Integrating source code generation into a project

1 Reusability

IT people is convinced about the importance of reusability, which is applied to designs, source codes, technical and functional components:

designs offer to reuse some modeling processes called design patterns,
an object language answers to the concept of reusability with:
- the polymorphism,
- the inheritance,
- the encapsulation,
Some of them provide the reflectivity, which opens a large field of possibilities, thanks to a kind of generalization of the source code. Some others bring template functions and classes that is another step towards the factorization of the source code.
components may be seen as a black box intented to provide services, and the way to reuse a component is to embed it into a module (object, library, executable, server) and to offer an interface for accessing its services.

Some points are relative to the concept of reusability, considering the capitalization of skills, the IT knowledge, independently of the Business, but have no satisfying answers today:

How to integrate any kind of formal representation as a part of the project's modeling design?
A design is built under a modeling tool generally, but the modeling tool cannot accept to enrich the design with a very exotic format that conforms to an unknown syntax and that requires to change the internal representation of the world and the way to implement it.
How to automatize the implementation of a design pattern?
Perhaps that, starting from the design, your modeling tool offers the generation of some classical design patterns. Perhaps that it is possible, under some constraints, to implement its own design patterns via the modeling tool. But what about the flexibility and the readability and the convenience for use and the coverage of wishes?
How to automatize the bridge between the design and the implementation?
Modeling tools offer to generate the source code corresponding to the design in some classical languages. The implementation is often restricted to write the skeleton of classes and to implement some design patterns. If you want to choose another language:
- you may have to pay fees for a new package,
- you may have to adapt some properties that depend on the target language,
The generated code is quite poor, and you feel that it should be possible to generate more from the design.
How to customize the style of the implementation, the features to include?
It depends on the flexibility of your modeling tool. The style for implementing some parts (attributes, methods) can be customized often. But changing completely the way an implementation is done may become very tedious and unreadable (if possible!).

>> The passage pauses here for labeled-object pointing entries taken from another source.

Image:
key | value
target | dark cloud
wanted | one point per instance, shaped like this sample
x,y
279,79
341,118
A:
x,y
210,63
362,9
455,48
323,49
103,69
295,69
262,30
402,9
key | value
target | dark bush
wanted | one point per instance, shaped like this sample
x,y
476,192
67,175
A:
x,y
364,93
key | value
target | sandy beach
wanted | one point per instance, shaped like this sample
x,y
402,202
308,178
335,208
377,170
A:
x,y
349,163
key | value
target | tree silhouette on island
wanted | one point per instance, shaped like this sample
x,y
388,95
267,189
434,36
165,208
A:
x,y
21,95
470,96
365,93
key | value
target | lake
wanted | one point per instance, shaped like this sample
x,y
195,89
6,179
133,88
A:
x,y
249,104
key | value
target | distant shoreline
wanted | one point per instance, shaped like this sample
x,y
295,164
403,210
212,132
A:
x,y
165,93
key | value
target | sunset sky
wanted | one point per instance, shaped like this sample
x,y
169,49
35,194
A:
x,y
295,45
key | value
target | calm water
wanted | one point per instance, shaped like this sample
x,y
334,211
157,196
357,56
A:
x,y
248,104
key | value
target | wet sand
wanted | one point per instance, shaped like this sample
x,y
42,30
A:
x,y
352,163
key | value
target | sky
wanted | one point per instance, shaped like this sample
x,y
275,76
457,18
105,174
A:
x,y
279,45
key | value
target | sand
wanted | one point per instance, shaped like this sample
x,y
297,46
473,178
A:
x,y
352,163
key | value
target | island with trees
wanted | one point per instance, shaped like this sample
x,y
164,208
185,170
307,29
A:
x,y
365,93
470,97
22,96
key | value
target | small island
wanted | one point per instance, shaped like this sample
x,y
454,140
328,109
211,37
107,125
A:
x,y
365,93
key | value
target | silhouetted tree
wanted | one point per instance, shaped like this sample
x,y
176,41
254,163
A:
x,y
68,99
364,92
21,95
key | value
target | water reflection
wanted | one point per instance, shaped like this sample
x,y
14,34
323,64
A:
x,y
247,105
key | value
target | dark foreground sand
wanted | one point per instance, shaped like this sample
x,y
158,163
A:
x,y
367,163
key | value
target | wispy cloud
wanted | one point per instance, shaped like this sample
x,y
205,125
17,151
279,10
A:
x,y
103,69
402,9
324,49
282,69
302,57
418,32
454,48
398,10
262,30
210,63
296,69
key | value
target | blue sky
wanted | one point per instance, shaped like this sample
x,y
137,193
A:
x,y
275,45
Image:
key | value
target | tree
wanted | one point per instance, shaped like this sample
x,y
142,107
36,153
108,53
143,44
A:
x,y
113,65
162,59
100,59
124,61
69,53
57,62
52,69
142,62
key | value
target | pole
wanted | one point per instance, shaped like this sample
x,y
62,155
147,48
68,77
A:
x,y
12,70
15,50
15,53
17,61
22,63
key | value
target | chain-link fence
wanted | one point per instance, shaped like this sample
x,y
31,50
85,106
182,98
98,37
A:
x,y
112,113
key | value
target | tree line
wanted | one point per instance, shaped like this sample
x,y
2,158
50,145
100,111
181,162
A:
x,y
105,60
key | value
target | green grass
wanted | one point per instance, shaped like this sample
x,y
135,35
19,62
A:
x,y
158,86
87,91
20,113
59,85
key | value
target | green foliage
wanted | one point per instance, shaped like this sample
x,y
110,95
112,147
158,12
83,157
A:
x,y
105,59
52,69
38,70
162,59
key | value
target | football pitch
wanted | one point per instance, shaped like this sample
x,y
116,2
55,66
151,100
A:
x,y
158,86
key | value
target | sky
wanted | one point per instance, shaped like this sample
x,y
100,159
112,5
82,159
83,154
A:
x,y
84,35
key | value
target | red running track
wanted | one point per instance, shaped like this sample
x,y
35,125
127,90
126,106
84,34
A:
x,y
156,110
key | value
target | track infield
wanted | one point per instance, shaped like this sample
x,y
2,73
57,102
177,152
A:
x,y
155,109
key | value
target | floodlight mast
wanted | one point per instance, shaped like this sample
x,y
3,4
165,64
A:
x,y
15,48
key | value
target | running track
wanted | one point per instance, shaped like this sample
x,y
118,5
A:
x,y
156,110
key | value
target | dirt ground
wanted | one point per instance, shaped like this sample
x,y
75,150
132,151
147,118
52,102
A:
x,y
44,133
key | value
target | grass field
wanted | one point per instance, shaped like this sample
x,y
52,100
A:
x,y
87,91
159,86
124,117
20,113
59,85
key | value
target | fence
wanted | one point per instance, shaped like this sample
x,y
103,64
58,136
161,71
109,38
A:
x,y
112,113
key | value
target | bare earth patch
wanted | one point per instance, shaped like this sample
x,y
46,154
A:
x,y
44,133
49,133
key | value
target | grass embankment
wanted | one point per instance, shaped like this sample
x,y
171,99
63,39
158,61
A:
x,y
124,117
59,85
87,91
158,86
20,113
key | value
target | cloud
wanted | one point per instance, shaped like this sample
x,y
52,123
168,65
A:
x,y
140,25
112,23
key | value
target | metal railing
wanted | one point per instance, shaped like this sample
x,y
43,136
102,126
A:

For example:
- to move a behaviour out of the class and to put it into a visitor-like design pattern where all must be implemented,
- to implement a wrapper that inserts and updates and extracts objects into/from a database, where all convenient stored procedures are generated too,
The simplest and the most flexible it appears to change the generation, the furthest you might progress in the complexity and the proposal of new features. For instance, if the chosen syntax for writing JAVA or C++ programs was XML, which is very fashionable for the easiness it is lending itself to a computer processing, the human being wouldn't have been able to write as complex and powerful programs as today, because the syntax isn't adapted and too verbose: too much symbols should be required to express simple concepts.
If you are convinced of this argument, you will be perhaps convinced that the code generation should be processed thanks to a language as much adapted as possible to simplify its description. It eliminates XML, but also Visual Basic and all large domain programming languages (C, C++, JAVA, Fortran, ...).
How to preserve a project of the constraining and often definitive choice of a target language?
The only way to keep a project independent from the language's choice is to report the details of implementation as much as possible into the design. The most convenient way to express the details of implementation is often to use a programming language, but not systematically. If so, this programming language should be devoted to the phase of modeling of the design and might be translated to a classical programming language.
Writing to a such language makes rather tricky the validation if no adapted environment is available, so it slows down the development process: changing the design and next, generating code and next, testing and next, taking back corrections to the design and let's continue the loop. If not a lot of protected areas (implementation present in the source code of the target language only, nothing coming from the design) have been populated, a good deal might be to support a set of scripts for each targeted language. The difficulty lies in keeping all sets of scripts at the same level. The inconvenient of supporting multi languages is how to refer to standard libraries: some functionalities exist on a language, some other not, or are exploited differently. However, it is possible to minimize the impact of choosing a language and to isolate rigorously what depends on a programming language exclusively.
How to propagate a new feature into a lot of source files?
The new feature may consist of serializing all business objects in a XML stream, for instance. It is impossible to implement it with the reflectivity as in JAVA, because one cannot distinguish between an aggregation and a common association, which don't lead to the same serialization (the description of the aggregated object is embedded into the description of the parent). The most convenient way is to dispose of the modeling design and to modify the process of generation as simply as possible.
How to limit strongly on the implementation, the impact of modifying the modeling design?
The most information exploitable by the computer you put into the design, the less source code or documentation you will have to modify or to add by hand each time the design will change. The design must be able to express as much concepts as possible, which will have to be implemented automatically.
How to automatize the implementation of an architecture? Another underlying question: how to keep independent of the choice of the architecture while building the core of applications or modules? If you don't dispose of tools for generating automatically the layer of communication with the framework you have chosen:
- you will do it by hand and waste a lot of time for that,
- you will exploit some facilities provided by the framework to integrate your implementation, but you will write a framework-dependent source code to help accessing the functional part (see J2EE for example).
In both cases, the required investment for implementing the layer will discourage you to rewrite it later for another framework.
How to get back the IT knowledge to another project? You hope that some developers that own the technical skills will not leave you before the end and that will agree to work on the same technologies.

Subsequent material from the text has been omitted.